Wednesday, November 14, 2007

Phantom Flight 11

I mentioned the other day that the FAA and the military both thought that American Airlines Flight 11 was still airborne well after the North Tower was struck and that there were concerns that it was headed to Washington, and that this was what an Air Force officer was referring to when he said "We chased many phantoms that day" and that it did not refer to "insertions" onto the radar screens of air traffic controllers.

Jason Bermas, on his show yesterday (mostly devoted to trashing our criticisms of Final Cut) claimed that the Air Force was chasing a real blip on the screen. Not true.

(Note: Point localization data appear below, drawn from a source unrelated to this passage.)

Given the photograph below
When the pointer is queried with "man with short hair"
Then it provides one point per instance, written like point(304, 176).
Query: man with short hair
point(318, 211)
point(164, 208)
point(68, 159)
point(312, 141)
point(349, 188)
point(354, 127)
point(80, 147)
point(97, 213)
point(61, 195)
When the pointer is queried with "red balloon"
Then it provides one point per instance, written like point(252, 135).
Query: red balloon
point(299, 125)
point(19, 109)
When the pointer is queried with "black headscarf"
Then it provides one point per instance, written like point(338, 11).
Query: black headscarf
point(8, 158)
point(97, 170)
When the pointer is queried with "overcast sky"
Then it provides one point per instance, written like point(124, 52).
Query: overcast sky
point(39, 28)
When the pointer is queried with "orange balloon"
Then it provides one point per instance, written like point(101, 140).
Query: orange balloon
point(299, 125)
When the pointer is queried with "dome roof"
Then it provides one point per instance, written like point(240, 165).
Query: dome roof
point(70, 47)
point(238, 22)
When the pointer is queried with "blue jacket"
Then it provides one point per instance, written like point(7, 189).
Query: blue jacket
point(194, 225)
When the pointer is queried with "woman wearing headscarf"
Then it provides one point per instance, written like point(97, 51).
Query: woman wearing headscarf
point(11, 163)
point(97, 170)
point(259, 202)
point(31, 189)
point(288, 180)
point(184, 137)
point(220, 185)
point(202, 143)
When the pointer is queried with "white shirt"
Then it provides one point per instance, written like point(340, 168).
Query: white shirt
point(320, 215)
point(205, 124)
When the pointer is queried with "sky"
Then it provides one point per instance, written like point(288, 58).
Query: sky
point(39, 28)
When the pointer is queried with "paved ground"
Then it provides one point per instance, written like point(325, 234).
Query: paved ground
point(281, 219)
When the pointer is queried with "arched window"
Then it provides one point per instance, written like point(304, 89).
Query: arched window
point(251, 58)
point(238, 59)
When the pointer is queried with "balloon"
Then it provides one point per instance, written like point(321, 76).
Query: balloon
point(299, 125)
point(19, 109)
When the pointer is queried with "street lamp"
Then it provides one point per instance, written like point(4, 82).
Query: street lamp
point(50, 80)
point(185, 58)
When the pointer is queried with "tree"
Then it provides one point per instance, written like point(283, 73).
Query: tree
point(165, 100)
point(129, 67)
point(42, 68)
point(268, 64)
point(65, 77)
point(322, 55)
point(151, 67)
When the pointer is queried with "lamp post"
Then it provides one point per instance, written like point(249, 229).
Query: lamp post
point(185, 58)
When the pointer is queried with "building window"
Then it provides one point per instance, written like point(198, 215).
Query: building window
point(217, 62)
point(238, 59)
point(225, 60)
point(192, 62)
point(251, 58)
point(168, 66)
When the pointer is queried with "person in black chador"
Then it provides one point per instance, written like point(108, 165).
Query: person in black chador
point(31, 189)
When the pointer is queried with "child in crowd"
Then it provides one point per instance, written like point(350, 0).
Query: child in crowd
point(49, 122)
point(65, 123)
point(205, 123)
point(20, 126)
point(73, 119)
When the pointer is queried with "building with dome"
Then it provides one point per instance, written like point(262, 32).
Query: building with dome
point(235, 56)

The plane's course, had it continued south past New York in the direction it was flying before it dipped below radar coverage, would have had it headed on a straight course toward D.C. This was all controllers were going on; they were never tracking an actual plane on the radar after losing American 11 near Manhattan, but if it had been flying low enough, the plane could have gone undetected. "After talking to a supervisor, I made the call and said [American 11] is still in the air, and it's probably somewhere over New Jersey or Delaware heading for Washington, D.C.," Scoggins told me.


Bolding added for emphasis.

Jason also talked a lot about what we didn't mention, like the fact that two of the hijackers lived with an FBI informant in 2000. Jason, I'm not going to spend a lot of time on the things you actually got right. That Khalid al-Midhar and another hijacker lived with an FBI informant is well-established. We could talk a lot about the missed opportunities, and the fact that al-Midhar was not put on a terrorist watch list until after he was in the country, even though the CIA knew he attended a terrorist meeting in 2000. Nobody is denying that mistakes were made; that one in particular was costly.